Friday, November 25, 2022

Kuang's Dilemma

 

So, I was queried in the comments (Hi Paul W) to the effect that using a header like 'Something Kuang got right' implies there are other things she got wrong. It seems like my response to that is better treated in a post of its own (hence this) than in a comment.  --John R.

  

re. 'Something Kuang Got Right'


It wd be more fair to say I disagree with her than that she got it wrong.

 

A key fulcrum in the book is the hero's dilemma: if you find yourself part of a repressive regime, one that you've come to feel is a force for evil in the world --such as the British Empire during the Opium War of the 1830s, is it 

 

(1) better to stay in the organization and work to change it from within

 

or

 

(2) rebel against the group, acknowledging "the necessity of violence".

 

In Kuang's book the hero vacillates between these two poles for the first half of the book before committing himself absolutely to one of these options  throughout the second half.

 

A secondary point I wd have expected her to make more of was the issue of collateral damage, but it's a relatively minor concern.

 

 

As a pacifist, I'm not sympathetic to "the necessity of evil".  I think violence shd not be our starting point but our last resort. Hence I struggled with this book.

 

--John R. 

--current reading: THE ROOK

1 comment:

Paul W said...

Thanks for your response!

I'm not a pacifist by any means, having served as a Marine and still working for the Corps as a military historian.* But I do think violence should always be the last resort. So, when faced with oppression, the question is not to respond violently or non-violently, IMO, but rather, what is the most effective response _in that specific situation_. Non-violent resistance worked against government oppression for India's struggle for Independence, and in the Civil Rights struggle in the United States. But the White Rose failed, albeit bravely and nobly, in its own struggle against the Nazis in Germany.

This is a historical simplification of course - both the Indian an US struggles had violent aspects as well - but broadly speaking, the two most important leaders, Martin Luther King and Ghandi, recognized that the democracies that were oppressing their people could be convinced to change, and that this was the most effective long term resistance to the oppression. Not that US racism or British colonialism were universally or completely defeated in either case, but great long term strides forward occurred.

This doesn't make the British Empire or the United States of the post-World War II period pure, good, or honest. It merely means they were persuadable.

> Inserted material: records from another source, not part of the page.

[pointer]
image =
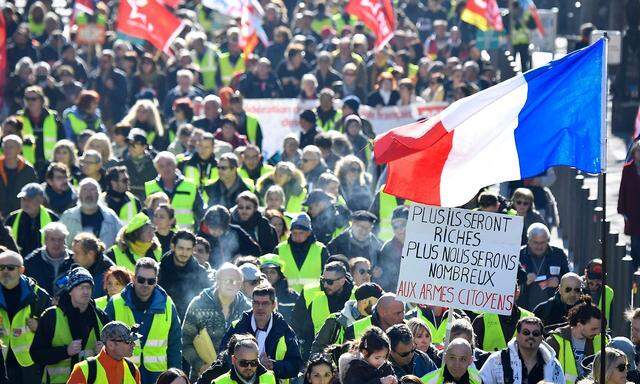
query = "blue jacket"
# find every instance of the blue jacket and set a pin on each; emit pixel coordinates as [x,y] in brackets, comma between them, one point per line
[144,318]
[283,369]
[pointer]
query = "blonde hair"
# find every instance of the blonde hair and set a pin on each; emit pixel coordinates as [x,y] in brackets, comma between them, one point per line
[147,105]
[101,143]
[610,357]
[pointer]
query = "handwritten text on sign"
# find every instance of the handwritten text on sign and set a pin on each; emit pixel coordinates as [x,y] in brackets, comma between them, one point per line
[460,259]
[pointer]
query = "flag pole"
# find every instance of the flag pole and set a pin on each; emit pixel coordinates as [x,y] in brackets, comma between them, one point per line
[603,221]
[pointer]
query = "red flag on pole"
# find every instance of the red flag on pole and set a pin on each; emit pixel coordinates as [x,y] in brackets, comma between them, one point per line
[3,58]
[149,20]
[377,15]
[484,14]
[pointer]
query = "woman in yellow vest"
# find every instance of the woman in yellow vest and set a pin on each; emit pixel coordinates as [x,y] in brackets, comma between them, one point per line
[115,279]
[135,241]
[84,115]
[292,182]
[69,331]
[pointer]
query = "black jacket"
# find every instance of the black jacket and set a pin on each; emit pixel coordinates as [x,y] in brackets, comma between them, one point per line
[81,325]
[260,230]
[553,311]
[37,267]
[182,283]
[292,362]
[235,241]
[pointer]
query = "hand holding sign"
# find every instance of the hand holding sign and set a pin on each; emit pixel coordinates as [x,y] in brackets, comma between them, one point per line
[461,259]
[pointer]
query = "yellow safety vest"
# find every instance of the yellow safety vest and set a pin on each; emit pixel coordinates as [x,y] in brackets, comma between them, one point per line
[265,378]
[437,376]
[154,352]
[59,372]
[49,134]
[17,335]
[567,359]
[437,334]
[78,125]
[493,339]
[128,210]
[229,70]
[182,201]
[208,68]
[121,258]
[45,219]
[310,271]
[101,373]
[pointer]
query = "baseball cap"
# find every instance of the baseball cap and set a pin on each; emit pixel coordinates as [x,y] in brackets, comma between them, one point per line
[117,330]
[31,190]
[250,272]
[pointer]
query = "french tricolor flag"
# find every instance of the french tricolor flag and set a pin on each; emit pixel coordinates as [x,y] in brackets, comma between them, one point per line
[549,116]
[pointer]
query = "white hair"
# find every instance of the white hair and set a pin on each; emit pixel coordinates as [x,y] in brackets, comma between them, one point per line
[165,155]
[537,229]
[55,226]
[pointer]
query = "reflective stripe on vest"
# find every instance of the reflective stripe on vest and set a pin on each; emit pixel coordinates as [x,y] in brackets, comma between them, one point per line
[493,339]
[359,326]
[45,219]
[49,133]
[154,352]
[101,374]
[437,376]
[265,378]
[59,373]
[122,259]
[387,203]
[252,129]
[17,336]
[229,70]
[182,201]
[320,311]
[208,68]
[310,271]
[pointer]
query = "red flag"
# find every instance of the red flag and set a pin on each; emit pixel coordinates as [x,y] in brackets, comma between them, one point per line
[149,20]
[377,15]
[3,57]
[484,14]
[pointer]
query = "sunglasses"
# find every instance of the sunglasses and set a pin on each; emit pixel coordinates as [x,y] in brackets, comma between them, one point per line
[405,354]
[248,363]
[526,332]
[324,280]
[149,281]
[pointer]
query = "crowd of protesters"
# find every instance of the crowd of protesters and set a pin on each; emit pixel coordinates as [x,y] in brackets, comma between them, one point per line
[148,238]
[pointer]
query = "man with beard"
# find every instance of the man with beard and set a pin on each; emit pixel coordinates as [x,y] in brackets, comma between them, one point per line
[525,360]
[332,331]
[89,216]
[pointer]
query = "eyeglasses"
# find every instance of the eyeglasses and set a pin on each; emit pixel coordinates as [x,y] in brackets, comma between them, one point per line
[324,280]
[405,354]
[149,281]
[622,367]
[248,363]
[526,332]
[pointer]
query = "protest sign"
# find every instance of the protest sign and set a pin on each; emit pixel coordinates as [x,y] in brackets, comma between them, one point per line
[461,259]
[279,117]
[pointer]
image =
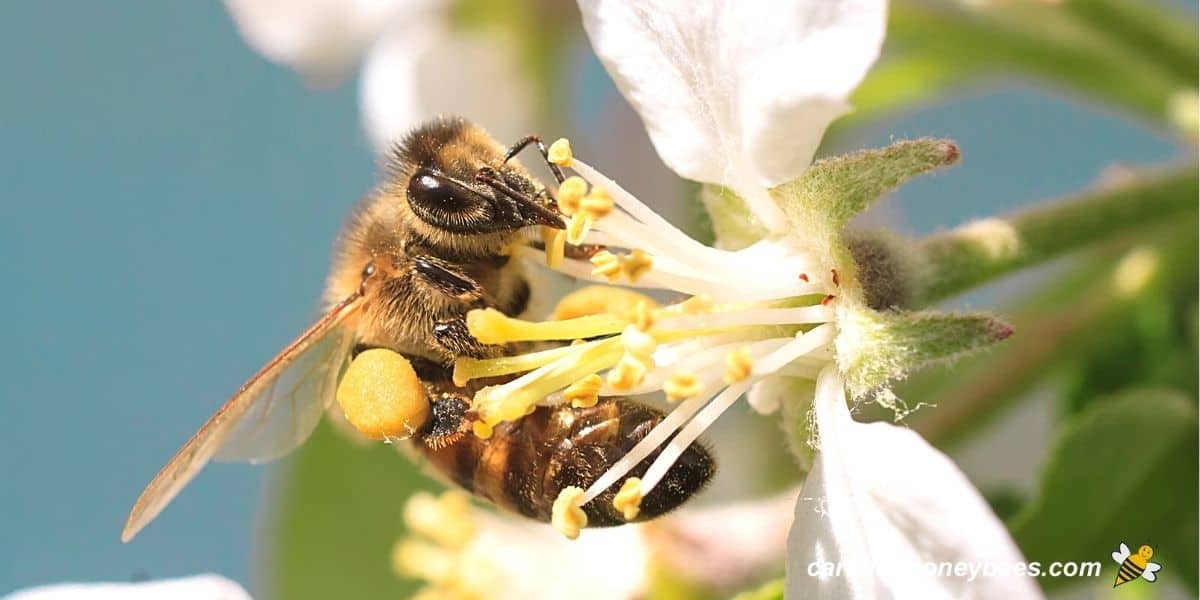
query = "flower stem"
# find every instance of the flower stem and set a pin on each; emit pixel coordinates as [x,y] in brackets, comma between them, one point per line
[957,261]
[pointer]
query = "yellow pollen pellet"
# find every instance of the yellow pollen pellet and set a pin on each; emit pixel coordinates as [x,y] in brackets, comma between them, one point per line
[603,299]
[570,192]
[628,373]
[636,264]
[559,153]
[382,396]
[738,365]
[606,264]
[598,203]
[682,385]
[567,516]
[585,393]
[481,430]
[629,499]
[556,246]
[637,342]
[579,227]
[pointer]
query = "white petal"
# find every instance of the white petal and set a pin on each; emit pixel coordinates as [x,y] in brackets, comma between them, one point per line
[885,504]
[528,561]
[421,70]
[198,587]
[737,93]
[321,39]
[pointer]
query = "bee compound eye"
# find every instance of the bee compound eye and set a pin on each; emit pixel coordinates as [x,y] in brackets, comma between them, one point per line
[382,396]
[443,202]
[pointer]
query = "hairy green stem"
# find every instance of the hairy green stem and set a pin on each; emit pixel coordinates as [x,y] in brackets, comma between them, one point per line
[982,251]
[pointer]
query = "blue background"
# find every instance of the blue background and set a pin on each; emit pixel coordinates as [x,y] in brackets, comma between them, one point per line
[169,199]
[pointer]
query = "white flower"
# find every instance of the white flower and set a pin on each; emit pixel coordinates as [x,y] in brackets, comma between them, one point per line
[739,94]
[414,65]
[198,587]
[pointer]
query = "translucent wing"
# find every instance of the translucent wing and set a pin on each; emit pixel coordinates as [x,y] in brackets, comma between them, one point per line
[1121,553]
[287,411]
[275,409]
[1149,574]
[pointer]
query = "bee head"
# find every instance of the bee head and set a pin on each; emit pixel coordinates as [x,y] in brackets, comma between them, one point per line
[474,208]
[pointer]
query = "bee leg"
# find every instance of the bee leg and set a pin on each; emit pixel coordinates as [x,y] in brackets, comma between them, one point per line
[448,419]
[541,148]
[456,341]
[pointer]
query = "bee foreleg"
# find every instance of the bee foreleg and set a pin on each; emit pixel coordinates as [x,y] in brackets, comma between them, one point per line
[456,341]
[445,279]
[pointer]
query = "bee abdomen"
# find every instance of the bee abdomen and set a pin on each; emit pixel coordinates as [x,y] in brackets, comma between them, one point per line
[525,465]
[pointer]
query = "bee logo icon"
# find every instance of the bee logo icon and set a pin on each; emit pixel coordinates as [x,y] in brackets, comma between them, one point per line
[1134,564]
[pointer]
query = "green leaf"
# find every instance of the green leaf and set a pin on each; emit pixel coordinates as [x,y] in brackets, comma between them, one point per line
[771,591]
[1123,471]
[334,517]
[936,47]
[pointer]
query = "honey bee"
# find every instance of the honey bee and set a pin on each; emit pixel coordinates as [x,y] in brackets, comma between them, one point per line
[430,244]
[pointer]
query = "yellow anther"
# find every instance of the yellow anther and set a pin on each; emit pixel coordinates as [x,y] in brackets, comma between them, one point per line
[585,393]
[556,246]
[567,516]
[382,396]
[604,299]
[559,153]
[445,520]
[636,264]
[738,365]
[481,430]
[682,385]
[570,192]
[415,558]
[606,264]
[629,499]
[627,373]
[579,227]
[490,325]
[637,342]
[597,203]
[696,305]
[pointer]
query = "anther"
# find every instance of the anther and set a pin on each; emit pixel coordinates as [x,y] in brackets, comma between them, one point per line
[629,499]
[738,365]
[567,516]
[585,393]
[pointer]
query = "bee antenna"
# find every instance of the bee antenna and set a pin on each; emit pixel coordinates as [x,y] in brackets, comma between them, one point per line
[541,148]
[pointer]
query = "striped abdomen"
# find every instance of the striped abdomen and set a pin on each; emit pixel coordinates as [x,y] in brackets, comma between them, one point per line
[526,463]
[1128,571]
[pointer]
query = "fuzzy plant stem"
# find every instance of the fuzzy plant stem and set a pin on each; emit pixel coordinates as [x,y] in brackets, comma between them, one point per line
[957,261]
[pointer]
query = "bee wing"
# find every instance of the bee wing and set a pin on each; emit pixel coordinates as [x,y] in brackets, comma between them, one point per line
[286,412]
[1151,569]
[276,408]
[1121,553]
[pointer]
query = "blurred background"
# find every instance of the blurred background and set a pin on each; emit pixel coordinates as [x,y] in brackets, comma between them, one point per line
[169,203]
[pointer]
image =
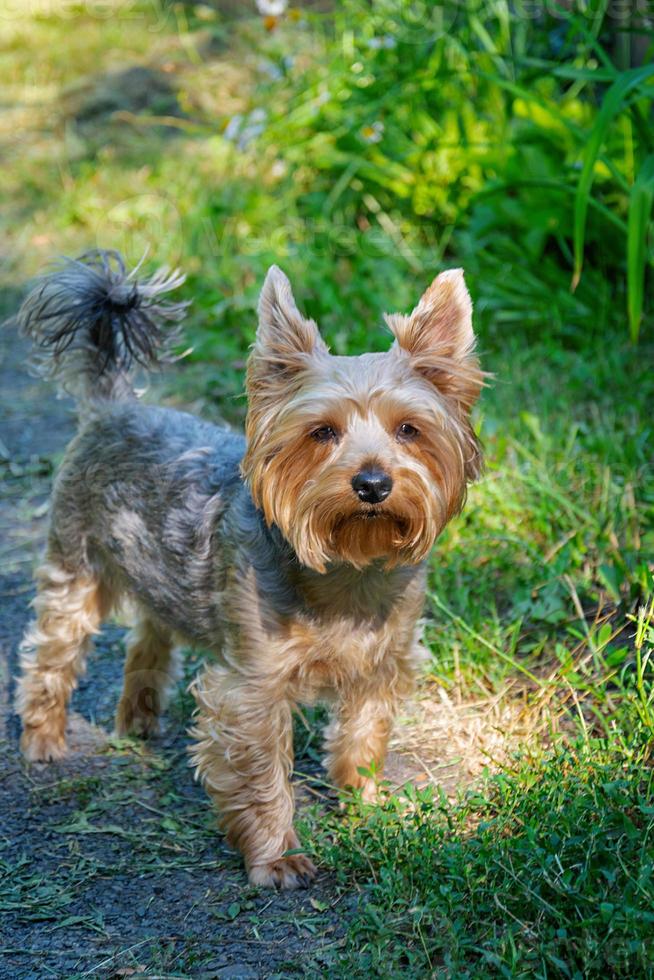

I don't know what would have been the best way to resist British colonialism in the Opium Wars. Britain was a democracy yes, and fighting a war to sell Opium was NOT popular with the British public, so the wars were "sold" as wars against Chinese "barbarism" against Christian missionaries and Western merchants, as well as their own people. And the whole is complicated by Imperial Chinese politics and the ongoing, brutal but inherently Chinese (not foreign) Taiping Rebellion. The British Empire took advantage of a weak, dividied China, but how to convince them not to is difficult to imagine other then a stronger, more united China, which would have come from either a stronger despotic Emperor or a completely successful rebellion by rather intolerant religious fanatics. The Taiping Rebellion was the bloodiest conflict in human history prior to the World Wars... its hard to imagine any situation in which the common people of China do not suffer.

In other words, concerning the Opium Wars, where to target resistance, whether violent or pacific, in order to create change is ext

I haven't read Kuang yet, as I mentioned, you made it sound intriguing. Does he acknowledge the role of the Taiping Rebellion in all of this?

*(however, pacifists can and do make very good military historians, being a military historian does not make one a war monger by any means.)